Screenwriter William Broyles Jr. (Cast Away, Unfaithful) and director Sam Mendes (American Beauty, Road to Perdition) adopted the film from the autobiographical book Jarhead written by Anthony Swofford. They have been true to the material, making the film a big screen rendition of the very personal account of Swofford’s time spent as a Marine. The book is not a political work, and by not incorporating an agenda into the film, Broyles and Mendes have preserved the essence of Swofford’s work.
“It’s not necessary to draw everything out for the audience. You can draw your own conclusions as to the good, bad, and ugly of it all,” said director Sam Mendes about whether the film had political overtones, according to HollywoodMovies.com. “Jarhead is more interested in showing you what’s normally hidden to the civilian eye.”
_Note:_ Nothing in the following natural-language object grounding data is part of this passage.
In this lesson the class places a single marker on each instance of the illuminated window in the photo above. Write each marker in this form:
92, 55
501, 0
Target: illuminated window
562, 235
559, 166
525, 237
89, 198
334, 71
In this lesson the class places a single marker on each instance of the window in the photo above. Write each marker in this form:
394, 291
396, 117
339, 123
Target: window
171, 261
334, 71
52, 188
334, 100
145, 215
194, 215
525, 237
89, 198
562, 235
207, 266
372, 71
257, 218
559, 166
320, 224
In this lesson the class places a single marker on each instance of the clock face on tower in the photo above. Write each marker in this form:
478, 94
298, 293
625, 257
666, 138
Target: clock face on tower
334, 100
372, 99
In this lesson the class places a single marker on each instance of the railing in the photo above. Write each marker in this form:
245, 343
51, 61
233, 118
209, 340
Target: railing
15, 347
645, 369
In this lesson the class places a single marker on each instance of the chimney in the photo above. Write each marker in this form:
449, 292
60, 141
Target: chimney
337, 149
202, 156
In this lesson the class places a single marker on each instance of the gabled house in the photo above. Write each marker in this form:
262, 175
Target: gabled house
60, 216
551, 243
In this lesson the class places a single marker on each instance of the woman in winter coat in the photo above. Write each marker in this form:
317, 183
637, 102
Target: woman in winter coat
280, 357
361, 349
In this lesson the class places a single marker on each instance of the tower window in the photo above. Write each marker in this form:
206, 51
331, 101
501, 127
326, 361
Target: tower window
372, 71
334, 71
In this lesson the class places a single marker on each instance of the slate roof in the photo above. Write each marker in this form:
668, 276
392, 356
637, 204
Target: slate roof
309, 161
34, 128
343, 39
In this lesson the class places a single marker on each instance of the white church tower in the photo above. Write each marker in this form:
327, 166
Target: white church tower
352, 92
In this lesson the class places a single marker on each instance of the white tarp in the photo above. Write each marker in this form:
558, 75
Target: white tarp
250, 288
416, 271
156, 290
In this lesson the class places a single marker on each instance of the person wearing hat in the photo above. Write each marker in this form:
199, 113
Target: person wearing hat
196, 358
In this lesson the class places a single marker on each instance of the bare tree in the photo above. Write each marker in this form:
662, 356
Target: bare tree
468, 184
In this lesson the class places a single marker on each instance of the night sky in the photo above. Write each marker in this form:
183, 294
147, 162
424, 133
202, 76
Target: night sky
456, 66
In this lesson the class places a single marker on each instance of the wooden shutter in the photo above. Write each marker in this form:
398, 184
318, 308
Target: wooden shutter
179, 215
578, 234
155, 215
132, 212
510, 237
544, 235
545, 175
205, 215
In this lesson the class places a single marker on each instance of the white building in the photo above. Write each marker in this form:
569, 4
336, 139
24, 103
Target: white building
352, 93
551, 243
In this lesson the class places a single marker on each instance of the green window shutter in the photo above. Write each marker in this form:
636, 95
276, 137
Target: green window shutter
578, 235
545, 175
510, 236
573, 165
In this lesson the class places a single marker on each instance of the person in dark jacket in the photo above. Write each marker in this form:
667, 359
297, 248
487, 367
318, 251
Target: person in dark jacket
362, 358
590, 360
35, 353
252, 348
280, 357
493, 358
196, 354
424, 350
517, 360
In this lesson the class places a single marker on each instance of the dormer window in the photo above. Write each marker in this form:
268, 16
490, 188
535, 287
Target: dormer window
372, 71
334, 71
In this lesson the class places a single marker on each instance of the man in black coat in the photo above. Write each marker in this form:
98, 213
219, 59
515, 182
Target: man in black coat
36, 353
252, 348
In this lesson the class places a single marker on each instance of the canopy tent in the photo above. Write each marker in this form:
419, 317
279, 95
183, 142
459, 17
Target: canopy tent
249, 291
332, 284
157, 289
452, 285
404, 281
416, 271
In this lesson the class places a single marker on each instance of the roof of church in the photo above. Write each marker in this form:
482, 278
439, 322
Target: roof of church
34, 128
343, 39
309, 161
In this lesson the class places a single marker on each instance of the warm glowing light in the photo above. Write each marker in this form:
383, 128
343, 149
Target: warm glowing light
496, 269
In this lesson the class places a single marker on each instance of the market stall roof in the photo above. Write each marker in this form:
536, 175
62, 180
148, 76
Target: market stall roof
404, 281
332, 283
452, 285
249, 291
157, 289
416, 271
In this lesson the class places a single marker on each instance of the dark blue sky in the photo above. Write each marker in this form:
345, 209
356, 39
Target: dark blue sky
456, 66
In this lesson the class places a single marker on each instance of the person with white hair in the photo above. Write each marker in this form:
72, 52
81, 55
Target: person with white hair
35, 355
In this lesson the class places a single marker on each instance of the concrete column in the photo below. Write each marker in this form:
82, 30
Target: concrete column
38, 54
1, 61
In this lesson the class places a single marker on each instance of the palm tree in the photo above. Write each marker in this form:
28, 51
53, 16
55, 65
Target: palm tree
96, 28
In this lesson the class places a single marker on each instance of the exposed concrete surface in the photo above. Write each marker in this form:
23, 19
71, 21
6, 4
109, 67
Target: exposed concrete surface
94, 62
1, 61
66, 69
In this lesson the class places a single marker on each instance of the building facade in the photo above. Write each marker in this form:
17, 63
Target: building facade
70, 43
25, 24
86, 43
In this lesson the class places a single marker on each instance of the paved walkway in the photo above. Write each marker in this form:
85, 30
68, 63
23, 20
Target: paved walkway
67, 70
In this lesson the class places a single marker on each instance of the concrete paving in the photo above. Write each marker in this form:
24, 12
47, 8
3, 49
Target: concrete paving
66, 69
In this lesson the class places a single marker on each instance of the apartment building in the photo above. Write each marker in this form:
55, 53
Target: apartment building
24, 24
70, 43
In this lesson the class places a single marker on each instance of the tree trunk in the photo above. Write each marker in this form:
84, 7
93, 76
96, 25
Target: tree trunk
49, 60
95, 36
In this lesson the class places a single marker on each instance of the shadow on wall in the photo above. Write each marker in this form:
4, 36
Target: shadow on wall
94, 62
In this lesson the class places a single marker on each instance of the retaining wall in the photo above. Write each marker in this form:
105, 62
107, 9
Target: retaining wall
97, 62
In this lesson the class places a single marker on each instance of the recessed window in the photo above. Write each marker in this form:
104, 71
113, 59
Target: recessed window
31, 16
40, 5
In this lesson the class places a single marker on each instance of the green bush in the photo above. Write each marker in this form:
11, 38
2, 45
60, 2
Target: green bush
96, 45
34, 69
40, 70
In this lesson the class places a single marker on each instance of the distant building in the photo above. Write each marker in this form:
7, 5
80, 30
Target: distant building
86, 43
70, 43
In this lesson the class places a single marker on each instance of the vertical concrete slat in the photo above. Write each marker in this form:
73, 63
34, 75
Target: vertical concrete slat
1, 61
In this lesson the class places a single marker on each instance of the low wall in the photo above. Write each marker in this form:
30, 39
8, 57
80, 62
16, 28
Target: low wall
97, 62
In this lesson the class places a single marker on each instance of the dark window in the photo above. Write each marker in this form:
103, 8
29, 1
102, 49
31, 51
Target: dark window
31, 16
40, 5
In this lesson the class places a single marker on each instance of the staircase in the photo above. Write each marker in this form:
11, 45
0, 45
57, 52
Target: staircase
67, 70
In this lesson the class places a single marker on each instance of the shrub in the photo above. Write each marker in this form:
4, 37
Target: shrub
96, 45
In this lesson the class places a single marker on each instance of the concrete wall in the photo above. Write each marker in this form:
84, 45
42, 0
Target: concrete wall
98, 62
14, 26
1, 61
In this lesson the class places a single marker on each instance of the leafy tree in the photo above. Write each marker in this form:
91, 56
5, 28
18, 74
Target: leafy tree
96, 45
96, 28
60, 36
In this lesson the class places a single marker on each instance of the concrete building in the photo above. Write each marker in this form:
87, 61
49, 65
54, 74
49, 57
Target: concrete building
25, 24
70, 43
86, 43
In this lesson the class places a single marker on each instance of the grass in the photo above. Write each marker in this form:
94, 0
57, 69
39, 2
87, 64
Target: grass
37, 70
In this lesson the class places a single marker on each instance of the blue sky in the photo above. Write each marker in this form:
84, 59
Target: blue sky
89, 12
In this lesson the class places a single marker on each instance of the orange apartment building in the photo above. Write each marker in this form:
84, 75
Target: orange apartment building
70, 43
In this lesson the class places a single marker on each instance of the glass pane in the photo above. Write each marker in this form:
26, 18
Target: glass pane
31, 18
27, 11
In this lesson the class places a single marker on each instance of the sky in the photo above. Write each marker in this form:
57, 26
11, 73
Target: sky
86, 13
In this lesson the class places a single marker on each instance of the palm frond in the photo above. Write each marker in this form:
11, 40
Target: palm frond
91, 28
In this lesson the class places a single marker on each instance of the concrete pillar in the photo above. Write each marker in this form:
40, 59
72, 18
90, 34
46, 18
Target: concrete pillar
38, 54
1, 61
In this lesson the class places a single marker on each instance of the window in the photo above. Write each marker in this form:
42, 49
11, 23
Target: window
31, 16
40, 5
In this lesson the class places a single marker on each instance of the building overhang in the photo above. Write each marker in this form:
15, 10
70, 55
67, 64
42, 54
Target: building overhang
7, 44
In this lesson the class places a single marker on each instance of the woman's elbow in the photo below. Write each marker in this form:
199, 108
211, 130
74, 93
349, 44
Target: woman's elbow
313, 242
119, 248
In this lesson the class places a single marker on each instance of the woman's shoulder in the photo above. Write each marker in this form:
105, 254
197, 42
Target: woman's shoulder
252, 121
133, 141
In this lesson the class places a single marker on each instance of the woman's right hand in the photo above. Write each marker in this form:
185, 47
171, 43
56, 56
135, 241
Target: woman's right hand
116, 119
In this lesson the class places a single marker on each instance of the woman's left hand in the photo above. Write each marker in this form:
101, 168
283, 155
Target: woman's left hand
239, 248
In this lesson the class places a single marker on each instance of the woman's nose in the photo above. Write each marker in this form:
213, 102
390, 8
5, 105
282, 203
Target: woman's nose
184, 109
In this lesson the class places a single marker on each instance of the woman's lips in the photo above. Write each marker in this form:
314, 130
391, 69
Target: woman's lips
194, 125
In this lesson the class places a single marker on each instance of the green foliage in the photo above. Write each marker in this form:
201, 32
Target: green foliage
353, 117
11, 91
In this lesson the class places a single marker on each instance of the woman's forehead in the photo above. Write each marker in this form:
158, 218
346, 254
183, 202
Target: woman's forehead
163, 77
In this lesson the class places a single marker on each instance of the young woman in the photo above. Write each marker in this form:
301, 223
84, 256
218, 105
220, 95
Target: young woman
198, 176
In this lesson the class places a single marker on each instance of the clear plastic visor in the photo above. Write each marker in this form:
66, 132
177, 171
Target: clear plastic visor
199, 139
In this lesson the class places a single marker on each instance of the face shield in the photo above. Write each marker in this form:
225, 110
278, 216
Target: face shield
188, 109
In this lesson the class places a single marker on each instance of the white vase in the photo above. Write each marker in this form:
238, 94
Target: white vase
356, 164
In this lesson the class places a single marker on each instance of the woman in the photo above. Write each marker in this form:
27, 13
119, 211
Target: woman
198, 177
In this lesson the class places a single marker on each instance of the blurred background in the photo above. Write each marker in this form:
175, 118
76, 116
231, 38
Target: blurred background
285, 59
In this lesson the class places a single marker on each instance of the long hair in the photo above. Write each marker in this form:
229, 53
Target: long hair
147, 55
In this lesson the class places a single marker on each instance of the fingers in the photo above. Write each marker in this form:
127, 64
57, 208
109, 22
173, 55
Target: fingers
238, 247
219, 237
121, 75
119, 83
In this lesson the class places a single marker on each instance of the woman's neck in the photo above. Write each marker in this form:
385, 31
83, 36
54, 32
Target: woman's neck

Jake Gyllenhaal (Donnie Darko, The Good Girl) plays the leading role, Anthony Swofford. As in the book, Anthony narrates the plot of the movie. Jamie Fox stars as a “bad-ass” drill sergeant who enjoys what he does and can not imagine doing anything but serving his country. Fox’s performance is a major key in what makes Jarhead leap out of the screen and grab your attention. His acting should appeal to everybody who sees the film.
The film follows, from Anthony’s perspective, his journey from high school, through boot camp, to the Gulf War, where he is eventually deployed. Jarhead’s plot is not unusual. The film finds its power not in the story it tells, but in the way that story is told: the realism in this story of an average Marine is true to the stories of most individuals in the armed forces. Jarhead has very few battle scenes or combat action, and it is a more realistic and powerful film for it.
The message Jarhead wants to get across is rather obvious after its first hour: many people do not know what really goes on in the armed forces because of the distorted media accounts. Jarhead wants to give the viewer a first hand look at what individuals go through, not only in training, but also in battle, and after serving in the military.
I certainly would recommend this film to anyone, conservative, liberal, veteran, or an average Joe. Jarhead portrays the lives of Americans serving our country and is as unbiased movie as I have ever seen. It defies the clichs of superman-like soldiers that most movies portray as the men and women of our armed forces.
“This is the most realistic war movie, start to finish, I have ever seen,” said former Marine Sergeant Michael Stantz, whom I talked to after watching the film. “It was like I was right back there in boot camp yelling at our fresh recruits, then watching them walk off to battle as I watched another crop come right in.”